その後は…、いくら思い出そうとしても、レティの部屋でギュンに起こされたところまで記憶がない。馬車には乗ったけど、本当に夜会へ行ったのか?誰と話して、誰と踊った?酒は飲んだ?一つ一つをじっくり考えてみるが、何も思い出せない。一体自分の記憶はなぜ消えてしまっているのか。何も思い出せず、アレクスは途方に暮れた。
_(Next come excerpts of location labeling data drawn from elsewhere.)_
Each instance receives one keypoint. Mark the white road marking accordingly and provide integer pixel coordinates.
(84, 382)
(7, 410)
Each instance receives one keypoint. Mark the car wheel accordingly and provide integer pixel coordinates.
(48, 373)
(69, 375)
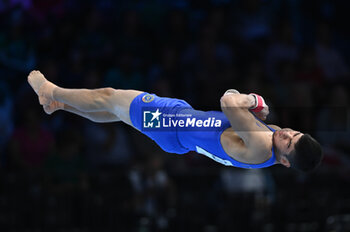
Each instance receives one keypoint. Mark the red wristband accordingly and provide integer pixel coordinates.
(259, 103)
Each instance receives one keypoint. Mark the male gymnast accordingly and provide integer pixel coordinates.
(235, 137)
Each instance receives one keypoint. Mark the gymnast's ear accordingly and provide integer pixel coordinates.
(284, 161)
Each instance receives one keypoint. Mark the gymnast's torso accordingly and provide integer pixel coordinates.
(178, 128)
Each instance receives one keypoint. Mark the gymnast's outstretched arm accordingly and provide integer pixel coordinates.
(236, 108)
部屋の戸が大きく叩かれた。アレクスが応える前に、慌てた様子でドアを開けて入って来たのは、三番目の兄クルトだった。クルトはまだ正装を解いておらず、王宮から下がって、すぐにアレクスのところに来たようだ。
「アレクス、お前…」
アレクス…。普段、あだ名でしか呼ばないクルトが、珍しく名前を呼んだので、アレクスはものすごい引っかりを覚えた。
「アレクス…」
「そうだ、アレクス。お前のことだ」
ぼんやりと自分の手を見下ろしているアレクスを、クルトはしばらく眺めていたが、それどころではないとばかりに話し始めた。
「アレクス、お前に、聞きたいことがある」
「聞きたいこと?俺も兄さんに聞きたいことがあったんだ」
アレクスはベッドに腰掛けるよう座った。
クルトの息が少し上がっている。
「お前、今朝、レティと…」
先を言おうとして、クルトはふと思いとどまり、少し呼吸を落ち着けた。
「お前、昨日、プロガムに泊まったのか?」
「ええっ?!」
なぜ、プロガムのものと自分しか知らないことを、王宮から戻ってきたばかりのクルトが知っているのだ。
「どうなんだ?」
クルトがたたみかける。黙っているアレクスにクルトがしびれを切らして叫んだ。
「昨夜、お前が、プロガムでレティと夜を過ごしていたと、王宮で話題になっているぞ!」
「どうして?!」
「わからん。俺も、お前とレティは婚約してたのかと、何度も聞かれるもんだから、おかしいと思って仲のいい友達に聞いたんだ。そしたら、言いにくそうに、昨晩お前がレティと一緒だったって。しかも、その時の状況まで詳しく噂になってるって言われて…」
「詳しくって、どんな?」
アレクスは前のめりになって聞いた。
「それはお前、レティのことを考えたら、大っぴらに言えない内容だよ。…その、つまり…、…二人が何も着ずに、一緒に寝てたところを家族に起こされたって」
あまりの衝撃に、アレクスは、額に手を当てて天を仰いだ。クルトが、部屋中に響き渡る大声で叫ぶ。
「本当なのか!?お前!」
アレクスは、困ったようにクルトを見た。
この正直だけが取り柄の弟が、黙っていることが何よりの肯定だった。
「お前!レティとそういう関係だったのか?レティはナシルと婚約が決まってたんだぞ。それなのに!」
「違う。待ってくれ、兄さん」
「待ってなどいられるか!王宮では、お前がナシルからレティを寝とったって話になってるんだぞ。レティに至っては、四公家の幼馴染二人を手玉に取る、…その、淫乱だとまで」
「俺が、寝とる!?それにレティが淫乱!?」
アレクスは人の噂の恐ろしさに身震いした。自分はともかく、まじめ一辺倒のレティがこんな中傷にあう日がこようとは、誰が想像できただろう。
「そうだ。だから、今、お前とレティの評判はかつてないほど悪い。そして、俺たちリュネの評判も」
「違うのに!」
「違うだと?何が違うっていうんだ。お前、世間はレティとナシルが婚約すると思ってたし、認めてもいたんだ。なのに、お前ときたら…」
大きな手で頭を抱え込みながら、クルトはソファにどっさりと座り込んだ。それからしばらくして、確認するように言った。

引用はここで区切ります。